If it doesn't have much of a smell to it at all, this is very common. Can you see any whole biscuits in it? It's just undigested food and cats will yack up happily without feeling ill as we would and given a chance will often return and eat it later. Not pleasant, and not what you want from your tiny thin kitty, but it doesn't mean she's poorly.
What is her "normal" food? Do you free-feed, or feed her biscuits mixed with wet food?
If so, cut that out, and give her biscuits on their own with water for one meal, and then feed the meat as a separate meal. Bet she'll stop yacking it up xx


----------



## Simba9952 (Apr 25, 2009)

Hi. I've had a very similar experience with my cat Simba. Once she was spayed she started being sick up to four times a week!!! I spent over a year talking with the vet and keeping diaries of what cat food she was fed, what times she was sick etc. 
It turns out it's down to hairballs. She'd bring food or bile up and it didn't seem to matter what food she had or how often she was fed.
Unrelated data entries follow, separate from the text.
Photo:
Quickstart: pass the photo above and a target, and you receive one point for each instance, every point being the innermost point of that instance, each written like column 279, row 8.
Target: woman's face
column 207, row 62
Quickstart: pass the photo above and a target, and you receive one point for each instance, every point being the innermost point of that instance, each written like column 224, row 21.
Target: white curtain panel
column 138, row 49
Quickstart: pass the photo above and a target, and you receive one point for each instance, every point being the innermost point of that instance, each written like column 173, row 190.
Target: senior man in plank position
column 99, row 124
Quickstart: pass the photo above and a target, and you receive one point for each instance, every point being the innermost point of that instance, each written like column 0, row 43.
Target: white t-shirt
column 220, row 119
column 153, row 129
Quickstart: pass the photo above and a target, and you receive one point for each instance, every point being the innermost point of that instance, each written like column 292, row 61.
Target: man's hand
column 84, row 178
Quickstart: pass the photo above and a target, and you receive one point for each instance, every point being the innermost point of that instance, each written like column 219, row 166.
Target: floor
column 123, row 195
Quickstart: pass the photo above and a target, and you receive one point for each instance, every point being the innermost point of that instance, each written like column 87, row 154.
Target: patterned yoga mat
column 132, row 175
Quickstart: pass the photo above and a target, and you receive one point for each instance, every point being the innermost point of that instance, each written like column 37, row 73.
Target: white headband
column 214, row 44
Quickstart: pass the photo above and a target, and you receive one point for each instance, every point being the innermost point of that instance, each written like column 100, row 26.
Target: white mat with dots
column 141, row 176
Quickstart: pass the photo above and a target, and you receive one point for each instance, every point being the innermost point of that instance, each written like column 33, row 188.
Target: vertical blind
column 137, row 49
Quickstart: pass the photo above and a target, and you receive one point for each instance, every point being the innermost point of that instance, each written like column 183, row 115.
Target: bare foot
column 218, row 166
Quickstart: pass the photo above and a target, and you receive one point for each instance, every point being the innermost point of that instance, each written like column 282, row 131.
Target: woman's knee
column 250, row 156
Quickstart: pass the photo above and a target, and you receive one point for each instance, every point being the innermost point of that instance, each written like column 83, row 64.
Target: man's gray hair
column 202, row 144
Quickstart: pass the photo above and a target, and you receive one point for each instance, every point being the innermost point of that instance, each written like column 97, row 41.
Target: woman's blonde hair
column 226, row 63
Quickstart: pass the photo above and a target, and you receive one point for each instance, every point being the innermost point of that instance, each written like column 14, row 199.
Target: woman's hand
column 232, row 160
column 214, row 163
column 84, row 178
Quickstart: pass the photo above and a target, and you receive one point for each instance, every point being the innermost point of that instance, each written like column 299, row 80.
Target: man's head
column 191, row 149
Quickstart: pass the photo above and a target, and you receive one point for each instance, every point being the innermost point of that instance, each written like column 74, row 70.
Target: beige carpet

Also, being sick didn't affect her at all, she'd play or eat straight away. 
Simba is a British Short-hair with a thick coat of fur and cleans alot, however when she was sick, half the time you couldn't see any fur.
Now when she's fed I crush up hairball treats and sprinkle it over her food or give her anti hairball paste, also on her food.
I'm not saying your cat has the same issue, but if your stumped and don't know what to do then trying this may be an option. Simba is still sick from time to time and I am still very new to this anti hairball treatment thing, but fingers crossed she'll be ok.
Hope this helps


----------



## abigaily (Dec 2, 2008)

Thabnks everyone,
Shes not been eating as much as normal, i think shes got bored of the fresh chicken ,
Anyway i did give her a little of her usual meat (felix in jelly) and some of her usual biscuits but only a little and she managed to keep it down. Im going to just try with the same again later and see how she gets on. My husband did say they was a furball in her last sick so im hoping it could have been that. Again she doesnt seem ill in herself so im hoping its passed what ever it was, fingers crossed.
On an up note weve put the christmas tree up and shes darting up and down it like a steam train , dont know why i spend hours trimming it to look nice, it doesnt last 2 mins :mad2: xxx


----------



## lady_r0gue (Jul 22, 2009)

Cool glad she's alright  It's worth combing regularly to keep furballs down x Do try not mixing biscuits and wet food, it's not great for their digestion x also might be better to try her on slightly better food than felix for a while, felix is generally accepted to be pretty much gak... 
Good luck with the xmas tree lol - we have cats now for the first time in about 6-7 years and I'm dreading doing the decorations


----------



## abigaily (Dec 2, 2008)

ooh gosh i never realised, whats the best food to give, im a complete novice x


----------



## venusspirit (Apr 16, 2009)

I just came on here to ask this question! My cat was spayed on Tuesday and she has been sick nearly every day since. She has brought up some hair just once and I thought that was it, but shes been sick again this evening. Shes very active and playful and doesnt seem ill. I just wonder if shes been licking more, she is a persian and has long hair. I took her food off her this evening and am just letting her have water and some hairball paste (which she doesnt like very much). Help or advise would be greatly received! And how do I keep hairballs down? I do groom her regularly - most days in fact.

Thanks


----------



## lady_r0gue (Jul 22, 2009)

I always think the first thing to check is that you're not mixing food types or brands - a few sprinkled biccies on the tinned food can play havoc with their digestion and though cats don't mind barfing down the back of your sofa til the cows come home, it isn't a very pleasant habit... I think it's like mixing steak and cake. Keep it to separate meals 

It does seem as if a lot of cats start rejecting their usual diet after neutering. I'm guessing this is to do with their hormone levels changing. I know my ability to eat gak dropped during pregnancy and after having a baby, all of a sudden stuff I'd eaten fine before gave me spots, bloated me or made me feel sick - I know it's not the same but it's the only thing I can compare it to!



abigaily said:


> ooh gosh i never realised, whats the best food to give, im a complete novice x


A lot of ppl recommend bozita and applaws as the best due to their high meat content, I haven't bought either personally yet myself thought they look great and I'm sure I will - but there are a few decent quality wet foods that should be easily available from the same places as you'd buy the felix - Hi-life (available in most supermarkets and pet food shops) Sainsbury's Encore (apparently the same as Applaws) and Feline Fayre (I know you can get that from Asda or Morrisons, poss elsewhere) are all very good. The main difference is the real meat/fish content which in the superior brands is between 55% - 90% - whereas in felix and whiskas there is around 4% (!) and it's made up of "meat and animal derivatives" - by-products - rather than real meat and the protein content is upped with vegetable protein.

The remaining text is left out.